Ø      Répondez-lui qu’il n’est pas obligé de manger ou de finir son assiette. Invitez-le à venir s’asseoir à la table avec vous quelques minutes.

Ø      Évitez de le laisser libre de choisir le moment où il voudra manger. C’est à vous à fixer les moments pour les repas.

Ø      Évitez de le menacer qu’il aura faim plus tard.

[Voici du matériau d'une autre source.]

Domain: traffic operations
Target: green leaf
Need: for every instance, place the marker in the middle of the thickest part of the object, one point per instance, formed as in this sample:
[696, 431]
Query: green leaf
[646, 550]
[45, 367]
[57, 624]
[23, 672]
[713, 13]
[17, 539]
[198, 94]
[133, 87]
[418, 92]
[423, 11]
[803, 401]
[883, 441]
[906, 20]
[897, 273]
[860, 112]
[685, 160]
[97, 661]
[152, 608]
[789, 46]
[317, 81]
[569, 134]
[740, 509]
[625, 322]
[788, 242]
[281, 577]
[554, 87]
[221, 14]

Une fois à la table, il y a fort à parier qu’il mangera comme tout le monde. Sinon, on respecte notre promesse et on le laisse partir après quelques minutes en lui rappelant que rien d’autre ne lui sera servi avant la collation (et on tient parole!!!).

 

 

Il s’exclame : « Yeurk! C’est dégueulasse! »

Ø      Vous lui répondez qu’il n’est pas obligé d’aimer ça, qu’il n’est pas obligé d’en manger, mais qu’il doit être poli, en disant « non, merci! ».

Ø      Évitez de répondre qu’il aimera ça, que c’est bon pour sa santé… ou qu’il n’aura pas de dessert!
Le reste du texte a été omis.